Overview of emerging treatment of non-alcoholic fatty liver disease: more than one drug needed?
Editorial

Overview of emerging treatment of non-alcoholic fatty liver disease: more than one drug needed?

Dong Yun Kim1,2, Jun Yong Park2,3,4

1Department of Pharmacology, Yonsei University Graduate School of Medicine, Seoul, South Korea; 2Department of Internal Medicine, 3Institute of Gastroenterology, Yonsei University College of Medicine, Seoul, South Korea; 4Yonsei Liver Center, Severance Hospital, Seoul, South Korea

Correspondence to: Jun Yong Park, MD, PhD. Department of Internal Medicine, Yonsei University College of Medicine, 50-1 Yonsei-ro, Seodaemun-gu, Seoul 03722, South Korea. Email: drpjy@yuhs.ac.

Comment on: Friedman SL, Neuschwander-Tetri BA, Rinella M, et al. Mechanisms of NAFLD development and therapeutic strategies. Nat Med 2018;24:908-22.


Submitted Apr 01, 2019. Accepted for publication May 16, 2019.

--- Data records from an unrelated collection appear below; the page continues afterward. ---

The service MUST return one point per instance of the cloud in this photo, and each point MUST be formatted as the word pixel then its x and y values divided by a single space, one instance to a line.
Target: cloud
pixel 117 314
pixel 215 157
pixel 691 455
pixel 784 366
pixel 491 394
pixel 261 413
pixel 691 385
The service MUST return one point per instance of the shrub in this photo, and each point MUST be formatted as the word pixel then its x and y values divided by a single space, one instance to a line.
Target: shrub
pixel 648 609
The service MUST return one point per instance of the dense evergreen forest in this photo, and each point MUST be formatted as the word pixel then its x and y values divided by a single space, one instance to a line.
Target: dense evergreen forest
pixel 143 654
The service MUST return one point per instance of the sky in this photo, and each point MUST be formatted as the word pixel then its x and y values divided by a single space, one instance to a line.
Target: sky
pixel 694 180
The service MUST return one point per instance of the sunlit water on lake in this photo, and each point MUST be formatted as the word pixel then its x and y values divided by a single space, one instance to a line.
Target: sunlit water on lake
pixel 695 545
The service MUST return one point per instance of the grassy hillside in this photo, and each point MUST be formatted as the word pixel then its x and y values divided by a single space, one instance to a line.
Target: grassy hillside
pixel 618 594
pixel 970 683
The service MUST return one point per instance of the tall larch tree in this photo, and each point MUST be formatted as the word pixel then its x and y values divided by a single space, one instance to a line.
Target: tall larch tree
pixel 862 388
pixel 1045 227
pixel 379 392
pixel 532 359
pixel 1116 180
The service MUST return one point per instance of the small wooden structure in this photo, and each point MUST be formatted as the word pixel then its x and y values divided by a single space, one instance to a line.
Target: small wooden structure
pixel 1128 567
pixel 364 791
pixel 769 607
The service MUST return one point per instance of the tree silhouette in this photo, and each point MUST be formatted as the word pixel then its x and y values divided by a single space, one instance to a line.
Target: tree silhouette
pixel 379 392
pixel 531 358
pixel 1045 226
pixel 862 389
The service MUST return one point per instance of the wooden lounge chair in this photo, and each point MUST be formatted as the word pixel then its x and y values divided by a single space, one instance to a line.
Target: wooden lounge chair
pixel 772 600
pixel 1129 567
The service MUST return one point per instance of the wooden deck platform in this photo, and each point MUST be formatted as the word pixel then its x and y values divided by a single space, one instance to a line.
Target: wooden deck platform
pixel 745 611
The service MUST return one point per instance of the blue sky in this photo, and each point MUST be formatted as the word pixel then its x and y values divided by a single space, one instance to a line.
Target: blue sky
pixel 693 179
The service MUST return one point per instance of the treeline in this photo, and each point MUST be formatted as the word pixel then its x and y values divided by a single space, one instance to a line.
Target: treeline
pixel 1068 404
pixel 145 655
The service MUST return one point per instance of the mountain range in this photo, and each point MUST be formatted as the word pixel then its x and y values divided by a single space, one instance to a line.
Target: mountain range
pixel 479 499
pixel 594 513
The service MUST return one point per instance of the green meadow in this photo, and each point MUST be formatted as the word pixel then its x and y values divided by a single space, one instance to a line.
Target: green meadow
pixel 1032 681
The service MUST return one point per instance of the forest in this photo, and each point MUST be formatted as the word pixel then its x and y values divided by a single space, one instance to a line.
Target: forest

doi: 10.21037/hbsn.2019.05.08


Non-alcoholic fatty liver disease (NAFLD) comprises isolated hepatic steatosis, non-alcoholic steatohepatitis (NASH), liver failure-associated complications of liver cirrhosis, and liver cancer. These are forecasted to be the leading liver diseases in the future. Identifying patients with NAFLD at highest risk for developing clinically meaningful outcomes is a key issue for managing therapy in those with NAFLD. Because fibrosis stage is a marker for determining clinical outcomes (1), it should be considered the most important treatment parameter. Generally, NASH patients without fibrosis are regarded to have a low risk of NAFLD-associated complications (2). NASH patients with no fibrosis (F0) or negligible fibrosis (F1) has an excellent prognosis; close follow-up and treatments are not requisite. However, the risks of liver-associated illness and death increase dramatically once bridging fibrosis (F3) or cirrhosis (F4) occurs in NAFLD, justifying much closer follow-up and monitoring to determine the long-term overall mortality from liver disease in these patients compared with those with little or no fibrosis (3,4). Thus, it is crucial for clinicians to identify patients who have progressed to advanced NAFLD and classify them by severity of liver disease. For diagnosing and determining the severity of NAFLD and evaluating fibrosis, liver biopsy still remains the gold standard. However, there are many shortcomings in liver biopsy, including subjectivity of observer interpretation, high cost, and sample error. Because of these, many non-invasive methods using scoring systems, imaging tools, and various serum biomarkers have been tried as substitutes for liver biopsy and to subdivide NAFLD patients into different prognosis categories. For example, magnetic resonance elastography and Fibroscan® (Echosens, France), which are elastography-based methods, can be considered, although these have not yet been approved for this indication (5,6). Even though optimal non-invasive diagnostic tools are still debated, clinicians should keep the importance of selecting high-risk patients in mind.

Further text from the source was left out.